A combination of pegylated interferon (PEG-IFN) and ribavirin (RBV) has been the standard treatment for patients with chronic HCV. These drugs are administered for either 48 wk (for HCV genotypes 1, 4, 5, and 6) or for 24 wk (for HCV genotypes 2 and 3), inducing sustained virologic response (SVR) rates of 40%-50% in those with genotype 1, and of > 70-80% in those with genotypes 2 and 3 infections[27,34]. It should be noted that HCV treatment outcome with PEG-IFN/RBV in Asians seems to be superior to that of non-Asian populations, and this may be due to several factors, such as favorable IL28B genotype, low body weight, and HCV genotype misclassification (6 to 1) [18]. More recently, the treatment durations can be modified according to the virological responses (response-guide therapy)[27], and in 2011, direct-acting antiviral (DAA)-based triple combination therapies (boceprevir or telaprevir plus PEG-IFN/RBV) have been approved and shown to improve virological outcomes in HCV genotype 1 patients, with an SVR of up to 65%-75% in treatment-naïve patients[35]. Once achieved, an SVR is associated with long-term clearance of HCV infection, which is regarded as a ‘‘cure,’’ as well as with significant improvement of morbidity and mortality of the patient[27,35]. Among several predictors of SVR to therapy, HCV genotype is considered one of the most robust independent predictors[27]. Compared to other genotypes, data regarding the treatment of HCV genotype 6 are scant and mostly generated retrospectively. The available studies suggest that SVR rates in patients infected with HCV genotype 6 (60%-90%) are superior to those in patients with genotype 1 and comparable to patients infected with genotypes 2 and 3[36-43] (Table ​(Table2).2). The question whether a high treatment response rates in HCV genotype 6 is due to viral factor itself or partialy due to host factor, especially favorable IL28B genotype among Asians, remains unclear.

Table 2 Treatment outcomes of hepatitis C virus genotype 6 (compared to other genotypes)

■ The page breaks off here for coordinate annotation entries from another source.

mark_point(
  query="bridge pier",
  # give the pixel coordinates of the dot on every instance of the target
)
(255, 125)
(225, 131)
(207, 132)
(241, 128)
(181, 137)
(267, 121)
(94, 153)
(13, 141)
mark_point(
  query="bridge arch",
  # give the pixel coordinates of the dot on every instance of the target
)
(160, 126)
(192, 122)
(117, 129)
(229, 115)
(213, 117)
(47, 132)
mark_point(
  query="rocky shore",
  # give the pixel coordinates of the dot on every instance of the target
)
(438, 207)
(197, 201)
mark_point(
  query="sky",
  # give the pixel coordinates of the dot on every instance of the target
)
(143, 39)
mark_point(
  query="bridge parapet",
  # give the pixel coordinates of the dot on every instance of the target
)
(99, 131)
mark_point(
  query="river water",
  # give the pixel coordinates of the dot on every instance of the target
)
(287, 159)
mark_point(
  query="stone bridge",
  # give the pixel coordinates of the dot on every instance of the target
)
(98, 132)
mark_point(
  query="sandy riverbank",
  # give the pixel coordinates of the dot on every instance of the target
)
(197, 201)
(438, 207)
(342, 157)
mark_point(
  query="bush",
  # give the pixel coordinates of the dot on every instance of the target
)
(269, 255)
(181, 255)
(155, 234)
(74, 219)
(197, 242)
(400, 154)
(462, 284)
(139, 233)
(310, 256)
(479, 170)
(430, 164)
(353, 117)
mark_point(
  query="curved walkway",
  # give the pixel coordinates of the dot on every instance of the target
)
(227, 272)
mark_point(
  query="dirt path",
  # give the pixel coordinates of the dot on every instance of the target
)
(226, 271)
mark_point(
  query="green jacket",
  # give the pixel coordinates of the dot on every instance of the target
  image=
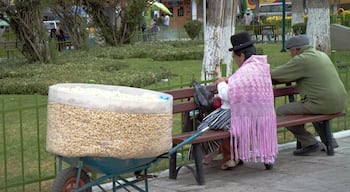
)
(320, 87)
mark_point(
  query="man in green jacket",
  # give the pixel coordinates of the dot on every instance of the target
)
(321, 90)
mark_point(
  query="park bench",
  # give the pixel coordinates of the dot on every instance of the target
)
(183, 102)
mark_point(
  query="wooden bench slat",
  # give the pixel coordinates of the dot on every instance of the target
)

Ref. Design/treatment Genotype n SVR P value1
Dev et al[36] Retrospective IFN + RBV 52 wk 6 33 82.5% NR
1 17 61.9%
Hui et al[37] Prospective IFN + RBV 52 wk 6 16 62.5% 0.04
1 24 29.2%
Cheng et al[43] Retrospective PEG-IFN + RBV (duration not reported) 6 13 69.2% 0.026
1 61 32.8%
2 18 77.8%
Fung et al[38] Prospective PEG-IFN + RBV 52 wk 6 21 85.7% 0.019
1 21 52.4%
Nguyen et al[40] Retrospective PEG-IFN + RBV (48 wk for genotype 1 and 6; 24 wk for genotype 2/3) 6 34 74.0% 0.016
1 70 49.0%
2/3 63 75.0%
Seto et al[30] Retrospective IFN/PEG-IFN + RBV 52 wkIFN/PEG-IFN + RBV 52 wk 6 26 92.3% NR
1 21 42.9%
Tsang et al[41] Retrospective PEG-IFN + RBV 48 wk 6 70 75.7% NR
1 70 57.1%
Zhou et al[42] Retrospective PEG-IFN + RBV (48 wk for genotype 1b; 24 wk for genotype 2/3 and 6) 6 22 81.8% 0.068
1b 39 59.0%
2/3 42 83.3%
Tangkijvanich et al[48] Prospective PEG-IFN + RBV (RGT2 for genotype 6; 48 wk for genotype 1; 24 wk for genotype 3) 6 34 76.5% 0.309
1 16 62.5%
3 16 81.3%
1P value between genotype 6 vs genotype 1;
2Response-guided therapy (RGT) define as 24 wk for patients with rapid virological response and 48 wk for those without. PEG-IFN: Pegylated interferon; RBV: Ribavirin; SVR: Sustained virological response.

Treatment regimens

The optimal dose and treatment duration of HCV genotype 6 have not been well-established. Most of the earlier studies applied PEG-IFN for 48 wk duration with weight-based RBV dose for HCV genotype 6 reported conflicting results with studies comparing 48-wk vs 24-wk treatment duration (Table ​(Table3).3). In a retrospective cohort of Nguyen et al[44], SVR was significantly higher in patients treated for 48 wk than in those treated for 24 wk (75% vs 39%, respectively; P = 0.044). However, a randomized controlled study from Lam et al[45] (n = 60) found no significant difference in SVR rates in patients treated with PEG-IFN α-2a/RBV for 48 wk vs 24 wk (79% vs 70%, respectively; P = 0.45). Based on this conflicting evidence, differences in treatment duration recommended by the available guidelines are observed. The 2009 American Association of the Study of Liver Disease[34] and the 2012 Asian Pacific Association for the Study of the Liver[46]. Practice Guidelines have recommended 48 wk duration of treatment for patients with HCV genotype 6, as for those with genotype 1, whereas the 2011 European Association for the Study of the Liver Practice Guideline has suggested response-guided therapy for HCV genotype 6 with the same algorithm as genotype 2 and 3[27]. In 2012, the largest randomized controlled trial to date of patients with HCV genotype 6 (n = 105) has been published. This study found no statistically significant difference in SVR rates between the genotype 6 patients treated with 24 and 48 wk of PEG-IFN α-2a/RBV (60% vs 71%, P = 0.24 in the intention-to-treat analysis; 72% vs 79%, P = 0.46 in the per-protocol analysis)[47].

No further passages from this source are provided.